Both big companies and startups would ideally want talent to stick around for years. And the key tool used for talent 'retention' has been ESOPs or equity that vests over time.
Retaining younger employees has been an issue for decades now. For example, the median tenure of someone in the 25-34 age cohort has been roughly 3 years for the past four decades!
And in the past two decades, the time to cash out equity has increased significantly (if you ignore the bubble year of 2021) because the time for startups to exit has increased by many years.
This means there is an opportunity for another (additional) 'retention' approach - the employer gives the talent a big chunk of money upfront with the promise to stay for x number of years.
But how to enable this in reality? How can companies enforce such a contract and administer this? What about small companies who may find paying a big upfront cash a bit expensive?
Keep Financial has found a way to scalably administer a clever solution - 'vesting cash bonus'.
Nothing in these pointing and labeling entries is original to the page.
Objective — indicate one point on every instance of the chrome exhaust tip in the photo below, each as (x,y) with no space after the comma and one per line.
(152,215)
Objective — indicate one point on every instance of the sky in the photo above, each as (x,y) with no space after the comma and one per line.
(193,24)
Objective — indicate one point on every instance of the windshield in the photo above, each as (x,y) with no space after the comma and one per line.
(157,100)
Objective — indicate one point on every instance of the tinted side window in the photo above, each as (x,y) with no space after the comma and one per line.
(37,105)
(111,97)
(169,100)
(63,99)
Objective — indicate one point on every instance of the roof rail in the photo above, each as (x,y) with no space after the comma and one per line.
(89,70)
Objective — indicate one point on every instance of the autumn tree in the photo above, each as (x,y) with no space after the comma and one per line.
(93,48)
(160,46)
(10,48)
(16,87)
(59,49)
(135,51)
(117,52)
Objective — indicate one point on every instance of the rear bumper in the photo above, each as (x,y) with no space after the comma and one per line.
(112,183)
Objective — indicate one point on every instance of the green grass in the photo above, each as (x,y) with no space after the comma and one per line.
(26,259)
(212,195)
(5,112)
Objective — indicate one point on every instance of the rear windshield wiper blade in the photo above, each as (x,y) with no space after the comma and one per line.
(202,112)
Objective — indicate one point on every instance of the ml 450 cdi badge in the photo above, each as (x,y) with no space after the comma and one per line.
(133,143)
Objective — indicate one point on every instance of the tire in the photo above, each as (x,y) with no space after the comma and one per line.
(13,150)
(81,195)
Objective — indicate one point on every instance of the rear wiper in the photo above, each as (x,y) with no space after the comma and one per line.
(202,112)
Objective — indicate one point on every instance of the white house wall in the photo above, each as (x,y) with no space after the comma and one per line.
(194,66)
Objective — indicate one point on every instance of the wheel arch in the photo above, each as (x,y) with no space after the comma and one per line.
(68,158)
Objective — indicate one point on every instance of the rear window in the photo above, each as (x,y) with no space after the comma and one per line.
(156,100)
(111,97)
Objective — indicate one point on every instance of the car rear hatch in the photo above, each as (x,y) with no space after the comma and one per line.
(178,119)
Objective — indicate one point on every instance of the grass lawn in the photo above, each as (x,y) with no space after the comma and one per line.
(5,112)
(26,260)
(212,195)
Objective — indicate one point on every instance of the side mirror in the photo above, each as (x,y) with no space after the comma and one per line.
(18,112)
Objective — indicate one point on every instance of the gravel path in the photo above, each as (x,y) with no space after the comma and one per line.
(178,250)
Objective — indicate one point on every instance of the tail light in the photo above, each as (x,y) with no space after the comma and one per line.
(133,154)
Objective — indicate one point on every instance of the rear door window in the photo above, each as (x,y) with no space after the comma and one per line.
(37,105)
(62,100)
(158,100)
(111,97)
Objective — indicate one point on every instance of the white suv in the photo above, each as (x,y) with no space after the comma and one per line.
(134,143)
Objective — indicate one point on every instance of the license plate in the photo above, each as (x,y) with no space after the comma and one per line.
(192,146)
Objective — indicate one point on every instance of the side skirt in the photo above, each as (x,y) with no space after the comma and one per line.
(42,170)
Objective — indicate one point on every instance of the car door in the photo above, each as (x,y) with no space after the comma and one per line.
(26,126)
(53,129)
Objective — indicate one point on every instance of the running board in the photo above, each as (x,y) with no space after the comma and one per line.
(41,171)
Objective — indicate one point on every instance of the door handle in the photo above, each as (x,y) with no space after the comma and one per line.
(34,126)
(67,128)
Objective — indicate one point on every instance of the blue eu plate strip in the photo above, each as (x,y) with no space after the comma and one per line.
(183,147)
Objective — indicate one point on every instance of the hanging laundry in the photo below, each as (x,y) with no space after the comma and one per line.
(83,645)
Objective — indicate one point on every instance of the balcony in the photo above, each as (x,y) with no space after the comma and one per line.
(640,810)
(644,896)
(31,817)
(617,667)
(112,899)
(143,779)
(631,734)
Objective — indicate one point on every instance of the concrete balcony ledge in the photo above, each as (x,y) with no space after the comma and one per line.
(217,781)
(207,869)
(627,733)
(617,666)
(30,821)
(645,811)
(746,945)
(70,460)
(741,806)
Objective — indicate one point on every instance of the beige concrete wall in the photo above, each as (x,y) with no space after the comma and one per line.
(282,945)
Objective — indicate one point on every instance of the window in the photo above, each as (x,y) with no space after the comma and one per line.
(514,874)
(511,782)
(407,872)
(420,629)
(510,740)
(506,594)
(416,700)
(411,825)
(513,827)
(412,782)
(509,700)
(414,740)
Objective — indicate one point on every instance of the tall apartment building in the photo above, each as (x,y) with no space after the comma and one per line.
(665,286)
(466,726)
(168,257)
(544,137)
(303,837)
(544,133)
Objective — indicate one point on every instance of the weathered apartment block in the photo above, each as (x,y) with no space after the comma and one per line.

The vesting cash bonus is a 'forgivable loan' that ‘vests’ over time. For example, a talent can get $400,000 upfront cash as a 0% interest forgivable loan that can ‘vest’ (forgiven) over the next four years.
If the talent leaves after one year, then she is forgiven $100,000 but the remaining $300,000 has to be paid back within 60 days at 0% interest or converts to a loan with the usual interest rate. The collections are handled by Keep in such cases.
Once a vesting cash plan is created by the rewards department of the company for an employee, the employee can transfer a part or full amount to their bank ready to use after accepting the agreement.
Keep charges a fee from the employer to manage the loans. “When a loan is issued, the employer will pay Keep Financial 2.75% of the aggregate amount of bonuses issued in a given month, subject to a minimum payment of $250 per employee loan.”
The employer can fund the bonuses themselves or Keep can fund the loans (via financial service partners). If Keep is asked to fund the loans, there will be an additional cost and Keep will underwrite the company. (Keep is licensed as a lender in 46 states). I suspect smaller companies will prefer the option of funding via Keep.
Talent would love such an offering. They can for example use the cash for some personal milestone - like paying back student loans or putting a down payment on the house. Or maybe they can use it for their professional development.
Numerous surveys already note that new employees expect some form of financial assistance from employers in help towards paying down student debt.
This model can potentially be a standard benefit in the future - once companies start offering this, other companies will follow suit or will risk being left behind. There is also a sense of ongoing recognition for the employee.
And this does not have to be vesting cash (or) vesting equity but companies will very likely want to offer a mix of both. And this is great for companies too - retaining top talent is worth it from a return perspective.
The founders Kathryn Petralia and Rob Frohwein are domain experts in the financial services space and previously co-founded Kabbage (which provides financial solutions for small businesses) which was acquired by American Express.
Keep Financial can really pave the way for this new type of compensation. And there is a potential large market. For example today most ESOP participants are the ones who are employed in publicly traded companies and these make up 85% of ESOP participants (i.e. employees).
For illiquid private companies, the vesting cash model can be more attractive to some talent.
Keep Financial is a high potential startup to watch out for and can potentially revolutionize compensation. Its solution is a good fit for organizations of any size but especially smaller companies that need retention solutions the most and hence there is a large market that Keep can unlock. And the fact that it is led by proven founders with deep domain expertise makes it all the more attractive.